Hunters successful in taking a deer during the firearm season in most counties must register (check in) the deer they harvest by going online at www.dnr.state.il.us/vcheck or by phoning 1-866-IL-CHECK (1-866-452-4325).  Hunters using the online or phone-in system must register their harvest by 10 p.m. on the day they take the deer.  It is recommended that hunters using cell phones to register their harvest wait until they are out of the field and have a clear cell phone signal before attempting to make the harvest report phone call.

Firearm deer hunters in Boone, DeKalb, Grundy, Kane, LaSalle, McHenry, Ogle, Stephenson, and Winnebago counties are reminded to bring their deer to mandatory check stations.  Biologists will be sampling adult deer for chronic wasting disease (CWD), to determine areas of infection and prevalence rates.  The check station locations are listed below (Note:  except for Winnebago County, they are in the same locations as last year):

Boone:  Boone Co. Fairgrounds, located one-half mile north of Rt. 76 and Business Rt. 20, Belvidere

DeKalb:  Shabbona Lake State Recreation Area, 4201 Shabbona Grove Rd., Shabbona

Grundy:  Gebhard Woods State Park; 401 Ottawa St., Morris

Kane:  Shabbona Lake State Recreation Area, 4201 Shabbona Grove Rd., Shabbona

LaSalle:  Buffalo Rock State Park, three miles west of Ottawa on Dee Bennett Rd.

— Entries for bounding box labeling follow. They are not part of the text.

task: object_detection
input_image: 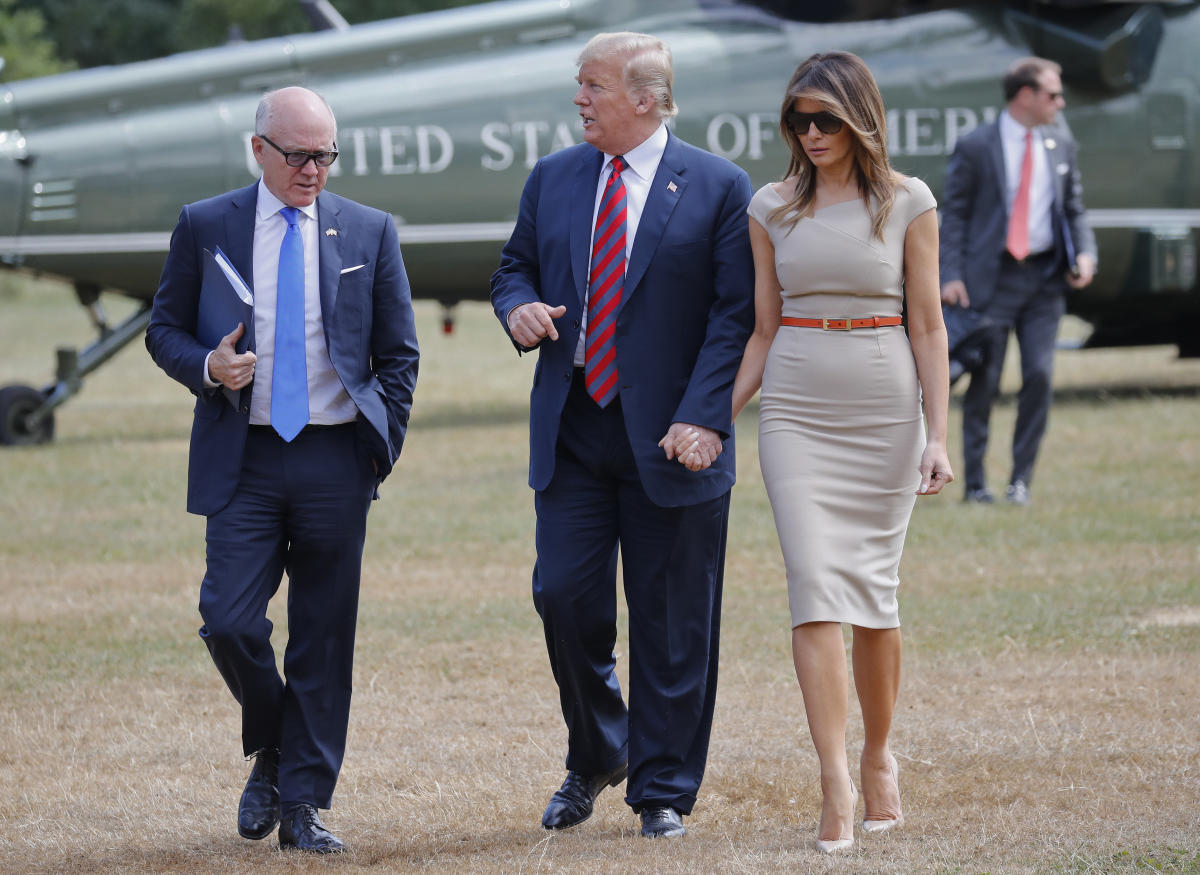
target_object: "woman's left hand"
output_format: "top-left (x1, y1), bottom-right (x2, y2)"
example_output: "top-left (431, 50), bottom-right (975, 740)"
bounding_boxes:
top-left (917, 441), bottom-right (954, 496)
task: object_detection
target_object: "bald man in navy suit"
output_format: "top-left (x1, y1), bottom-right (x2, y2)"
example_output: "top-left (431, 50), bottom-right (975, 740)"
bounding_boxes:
top-left (146, 88), bottom-right (418, 853)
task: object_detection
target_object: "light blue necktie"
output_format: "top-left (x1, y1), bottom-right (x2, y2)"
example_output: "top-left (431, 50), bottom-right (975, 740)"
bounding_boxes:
top-left (271, 206), bottom-right (308, 441)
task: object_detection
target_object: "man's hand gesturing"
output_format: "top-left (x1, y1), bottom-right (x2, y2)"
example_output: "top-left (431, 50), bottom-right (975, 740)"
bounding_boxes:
top-left (209, 322), bottom-right (258, 389)
top-left (509, 301), bottom-right (566, 347)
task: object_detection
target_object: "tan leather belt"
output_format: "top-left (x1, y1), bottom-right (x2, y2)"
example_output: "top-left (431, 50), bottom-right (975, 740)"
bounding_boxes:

McHenry:  Moraine Hills State Park, McHenry Dam day use area, east of McHenry on
River Road, 2.2 miles south of Rt. 120

Ogle:  Castle Rock State Park, Rt. 2, three miles south of Oregon

Stephenson:  Stephenson Co. Fairgrounds, one mile east of Rt. 26 and Fairgrounds Road, Freeport

Winnebago (NEW LOCATION):  Rock Cut State Park (hunters should utilize the Hwy 173 entrance and follow the signs)

Hunters who participate in the CWD sampling can check the status of their deer through the IDNR web site at http://dnr.state.il.us/cwd/.  Hunters who provide samples from deer that test positive are notified by the IDNR.

While not believed to be contagious to humans or livestock, chronic wasting disease is known to spread from animal to animal among deer and elk. The disease affects the brain of the infected animal, causing them to become emaciated, display abnormal behavior, lose coordination and eventually die.  Illinois expanded its CWD surveillance effort in 2002 following the discovery of the disease in neighboring Wisconsin.

For more information on Illinois deer hunting regulations changes for 2009-2010, check the IDNR web site at this link: 
http://www.dnr.state.il.us/pubaffairs/2009/September/deer.html

Hunting Safety Facts:
• Illinois law requires that anyone born on or after January 1, 1980, must successfully complete a hunter safety course before a regular Illinois hunting license is issued.
• The number one cause of hunting accidents in Illinois is falling from a tree stand.
• Last year in Illinois, there were 38 reported hunting accidents; 30 were the result of tree stand falls and five of those resulted in fatalities.  So far during 2009, there have been 13 reported hunting accidents in Illinois, of which six have involved falls from tree stands.

When using a tree stand, remember the following:
• Check ladder stands before you climb to make sure they are secure.
• Wear a Fall Arrest System/Full Body Safety Harness the moment you leave the ground until you return.
• Use a haul line to raise an unloaded firearm or bow into a stand.

When hunting with a firearm, sportsmen should remember three primary rules of firearm safety:
• Point the muzzle in a safe direction.
• Treat every firearm as if it were loaded.
• Know your target and what is beyond your target.